The previous description is provided to enable a person skilled in the art to make or use the disclosed implementations. Various modifications to these implementations will be readily apparent to those skilled in the art, and the principles defined herein may be applied to other implementations without departing from the scope of the disclosure. Thus, the present disclosure is not intended to be limited to the implementations shown herein but is to be accorded the widest scope possible consistent with the principles and novel features as defined by the following claims.

Claims

1. An apparatus comprising:

a network interface configured to receive an audio bitstream, the audio bitstream comprising:

encoded audio associated with a plurality of audio objects; and

audio metadata indicating one or more sound attributes of the plurality of audio objects;

a memory coupled to the network interface, the memory configured to store the encoded audio and the audio metadata; and

a controller coupled to the network interface, the controller configured to:

receive an indication to adjust a particular sound attribute of the one or more sound attributes, the particular sound attribute associated with a particular audio object of the plurality of audio objects; and

modify the audio metadata based on the indication to generate modified audio metadata.

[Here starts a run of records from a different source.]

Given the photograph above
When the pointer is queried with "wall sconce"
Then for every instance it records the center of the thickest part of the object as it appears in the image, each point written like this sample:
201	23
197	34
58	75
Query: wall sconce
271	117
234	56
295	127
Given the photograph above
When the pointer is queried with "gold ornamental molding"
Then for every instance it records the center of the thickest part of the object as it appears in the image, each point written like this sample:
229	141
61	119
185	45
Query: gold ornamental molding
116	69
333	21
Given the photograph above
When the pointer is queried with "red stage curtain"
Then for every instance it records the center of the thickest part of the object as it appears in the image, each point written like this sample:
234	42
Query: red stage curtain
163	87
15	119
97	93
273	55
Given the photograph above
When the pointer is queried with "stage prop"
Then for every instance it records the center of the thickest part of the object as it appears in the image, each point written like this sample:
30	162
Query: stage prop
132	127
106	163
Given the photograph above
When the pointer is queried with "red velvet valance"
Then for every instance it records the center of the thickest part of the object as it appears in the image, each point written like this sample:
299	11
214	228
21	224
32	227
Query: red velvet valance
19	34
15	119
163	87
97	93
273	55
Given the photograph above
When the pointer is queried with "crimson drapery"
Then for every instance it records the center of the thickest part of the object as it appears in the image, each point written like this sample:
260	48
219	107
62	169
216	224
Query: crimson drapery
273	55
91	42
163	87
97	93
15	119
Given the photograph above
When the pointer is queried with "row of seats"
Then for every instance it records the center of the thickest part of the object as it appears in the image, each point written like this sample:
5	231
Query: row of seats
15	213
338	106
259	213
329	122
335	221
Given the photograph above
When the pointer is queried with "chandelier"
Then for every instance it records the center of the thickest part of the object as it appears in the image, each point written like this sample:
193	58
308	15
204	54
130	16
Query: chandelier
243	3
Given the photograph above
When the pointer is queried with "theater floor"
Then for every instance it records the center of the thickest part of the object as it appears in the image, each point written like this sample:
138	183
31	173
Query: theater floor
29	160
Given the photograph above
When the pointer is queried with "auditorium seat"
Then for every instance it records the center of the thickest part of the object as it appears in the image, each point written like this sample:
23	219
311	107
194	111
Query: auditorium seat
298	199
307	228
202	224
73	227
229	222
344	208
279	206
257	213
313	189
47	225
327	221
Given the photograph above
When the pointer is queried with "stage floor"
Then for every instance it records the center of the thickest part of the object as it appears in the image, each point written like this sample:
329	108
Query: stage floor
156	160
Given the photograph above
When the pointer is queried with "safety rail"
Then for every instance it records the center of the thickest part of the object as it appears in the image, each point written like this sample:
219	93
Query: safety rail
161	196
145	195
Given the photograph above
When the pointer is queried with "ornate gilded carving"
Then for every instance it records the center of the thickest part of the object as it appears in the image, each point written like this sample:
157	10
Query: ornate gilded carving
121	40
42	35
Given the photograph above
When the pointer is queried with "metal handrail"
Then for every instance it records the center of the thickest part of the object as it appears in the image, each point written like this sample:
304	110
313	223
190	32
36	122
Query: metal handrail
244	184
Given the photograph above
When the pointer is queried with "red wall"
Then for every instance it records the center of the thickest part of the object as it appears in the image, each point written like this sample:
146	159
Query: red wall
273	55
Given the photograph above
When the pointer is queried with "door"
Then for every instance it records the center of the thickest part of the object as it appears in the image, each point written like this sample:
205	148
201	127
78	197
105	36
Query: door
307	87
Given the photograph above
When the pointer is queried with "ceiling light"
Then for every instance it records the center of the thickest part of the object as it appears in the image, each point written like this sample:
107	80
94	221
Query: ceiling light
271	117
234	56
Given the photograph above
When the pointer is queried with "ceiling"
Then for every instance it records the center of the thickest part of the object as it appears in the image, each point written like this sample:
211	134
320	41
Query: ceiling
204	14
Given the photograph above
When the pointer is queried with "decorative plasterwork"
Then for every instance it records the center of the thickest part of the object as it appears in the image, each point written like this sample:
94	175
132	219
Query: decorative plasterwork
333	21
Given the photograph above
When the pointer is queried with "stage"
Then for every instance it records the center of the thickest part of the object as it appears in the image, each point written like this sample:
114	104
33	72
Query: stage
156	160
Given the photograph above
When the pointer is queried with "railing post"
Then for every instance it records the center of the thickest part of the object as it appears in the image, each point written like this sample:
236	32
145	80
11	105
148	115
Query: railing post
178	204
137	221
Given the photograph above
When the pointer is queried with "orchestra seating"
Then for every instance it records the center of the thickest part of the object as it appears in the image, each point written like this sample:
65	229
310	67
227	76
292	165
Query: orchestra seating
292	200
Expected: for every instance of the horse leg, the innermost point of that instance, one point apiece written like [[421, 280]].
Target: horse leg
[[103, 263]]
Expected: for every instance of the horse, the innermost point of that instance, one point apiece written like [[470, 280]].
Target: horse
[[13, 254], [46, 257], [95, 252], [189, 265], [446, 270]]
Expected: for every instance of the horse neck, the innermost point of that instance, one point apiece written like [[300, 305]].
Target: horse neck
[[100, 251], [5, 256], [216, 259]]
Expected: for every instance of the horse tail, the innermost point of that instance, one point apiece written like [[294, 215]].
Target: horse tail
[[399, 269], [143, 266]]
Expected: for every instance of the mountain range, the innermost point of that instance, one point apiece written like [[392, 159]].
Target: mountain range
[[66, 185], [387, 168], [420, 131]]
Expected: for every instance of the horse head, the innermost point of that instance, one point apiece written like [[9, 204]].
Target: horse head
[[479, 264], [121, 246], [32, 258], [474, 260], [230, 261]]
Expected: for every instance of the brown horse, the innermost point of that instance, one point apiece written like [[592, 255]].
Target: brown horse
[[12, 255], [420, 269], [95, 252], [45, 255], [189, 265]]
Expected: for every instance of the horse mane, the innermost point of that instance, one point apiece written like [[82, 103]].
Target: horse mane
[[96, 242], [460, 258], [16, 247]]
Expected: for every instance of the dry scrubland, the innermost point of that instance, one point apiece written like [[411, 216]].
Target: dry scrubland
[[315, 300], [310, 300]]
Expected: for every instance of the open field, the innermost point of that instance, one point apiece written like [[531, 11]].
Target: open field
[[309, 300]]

2. The apparatus of claim 1, wherein the one or more sound attributes includes spatial attributes, location attributes, sonic attributes, or a combination thereof.

3. The apparatus of claim 1, further comprising an audio decoder configured to decode the encoded audio to generate decoded audio.

4. The apparatus of claim 3, further comprising an audio renderer configured to render the decoded audio based on the modified audio metadata to generate loudspeaker feeds.

5. The apparatus of claim 4, wherein the audio renderer comprises an object-based audio renderer or a scene-based audio renderer.

6. The apparatus of claim 1, further comprising an input device coupled to the controller, the input device configured to:

detect a user input; and

generate the indication to adjust the particular sound attribute based on the detected user input.

7. The apparatus of claim 6, wherein the input device comprises a sensor that is attached to a wearable device or integrated into the wearable device, and wherein the detected user input corresponds to a detected sensor movement, a detected sensor location, or both.

8. The apparatus of claim 7, wherein the wearable device comprises a virtual reality headset, an augmented reality headset, a mixed reality headset, or headphones.

9. The apparatus of claim 6, further comprising:

an audio decoder configured to decode the encoded audio to generate decoded audio;

an audio renderer configured to render the decoded audio based on the modified audio metadata to generate binauralized audio; and

at least two loudspeakers configured to output the binauralized audio.

10. The apparatus of claim 7, further comprising:

a selection unit configured to select an identifier associated with a target device, the identifier selected based on the detected sensor movement, the detected sensor location, or both,

wherein the network interface is further configured to transmit the identifier to the target device.

11. The apparatus of claim 10, wherein the selection unit includes a display selection device or an audio selection device.

12. The apparatus of claim 1, wherein the network interface is further configured to receive the indication from an external device, the external device accessible to the audio bitstream.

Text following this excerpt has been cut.